Your scope usually corresponds to some block. But lifetimes can span many things, even an individual expression like in the example above.

The lifetime of the borrow in the example is confined to just the call to capitalize.

Although lifetimes are everywhere you don’t actually get to specify them. There is no way to tell the compiler you want the lifetime to exist only for lines 10-20.

Instead we assign arbitrary labels like 'a or 'b.

Giving two types the same lifetime means they both live for the same period of time.

A simple function that inputs a reference and outputs that same reference would have to have the same lifetime for both parts of the function:

pub fn first<'a>(data: &'a [Item]) -> Option<&'a Item> {}

But rust has lifetime elision rules meaning we can let the compiler figure them out automatically:

pub fn first(data: &[Item]) -> Option<&Item> {}

A definition like:

pub fn smaller<'a>(left: &'a Item, right: &'a Item) -> &'a Item {}

Looks like the two input lifetimes are the same. But remember, the purpose of lifetimes is only to ensure that references do not out-live the values they point to.

So if you keep around the output of this function then the input(s) must live at least as long. It will expand the region our input(s) must be valid for.

{
    let outer = Item { contents: 7 };
    {
        let inner = Item { contents: 8 };
        {
            let min = smaller(&inner, &outer);
            println!("smaller of {:?} and {:?} is {:?}", inner, outer, min);
        } // `min` dropped
    } // `inner` dropped
} // `outer` dropped

One input, one or more outputs: assume outputs have the “same” lifetime as the input.

fn f(x: &Item) -> (&Item, &Item)
// ... is equivalent to ...
fn f<'a>(x: &'a Item) -> (&'a Item, &'a Item)

Multiple inputs, no output: assume all the inputs have different lifetimes.

fn f(x: &Item, y: &Item, z: &Item) -> i32
// ... is equivalent to ...
fn f<'a, 'b, 'c>(x: &'a Item, y: &'b Item, z: &'c Item) -> i32

Multiple inputs including &self, one or more outputs: assume output lifetime(s) are the “same” as &self’s lifetime.

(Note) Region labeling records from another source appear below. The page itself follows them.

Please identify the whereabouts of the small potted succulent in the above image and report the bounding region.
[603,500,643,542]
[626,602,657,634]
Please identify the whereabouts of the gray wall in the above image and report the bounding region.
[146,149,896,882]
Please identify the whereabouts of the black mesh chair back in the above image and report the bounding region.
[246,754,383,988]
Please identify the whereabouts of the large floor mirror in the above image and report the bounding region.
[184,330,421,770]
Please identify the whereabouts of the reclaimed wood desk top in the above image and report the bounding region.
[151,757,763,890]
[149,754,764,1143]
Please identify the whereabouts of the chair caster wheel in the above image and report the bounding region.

fn f(&self, y: &Item, z: &Item) -> &Thing
// ... is equivalent to ...
fn f(&'a self, y: &'b Item, z: &'c Item) -> &'a Thing

On the heap lifetimes are related to the scope of the owner. So a Box<T> lifetime would be the same as the variable it is owned by and therefore the lifetime of the data on the heap is the same as the lifetime of the variable on the stack.

For data structures that hold references we need both the item and the structure itself to have the same lifetime:

pub struct ReferenceHolder<'a> {
    pub index: usize,
    pub item: &'a Item,
}

// Annotation includes lifetimes of all fields
pub struct MultiRefHolder<'a, 'b> {
    pub left: ReferenceHolder<'a>,
    pub right: ReferenceHolder<'b>, // Could choose 'a instead here
}

Anything that contains a reference, no matter how deeply nested, is only valid for the lifetime of the item referred to

An axiom of all this is to prefer data structures that own their contents where possible. Avoid references by using a smart pointer if you must.

Borrowing Rules

To make the borrow checker possible some rules must be followed:

The scope of any reference must be smaller than the lifetime of the item it refers to.
There can be unlimited immutable references to the item OR a single mutable reference, but never both.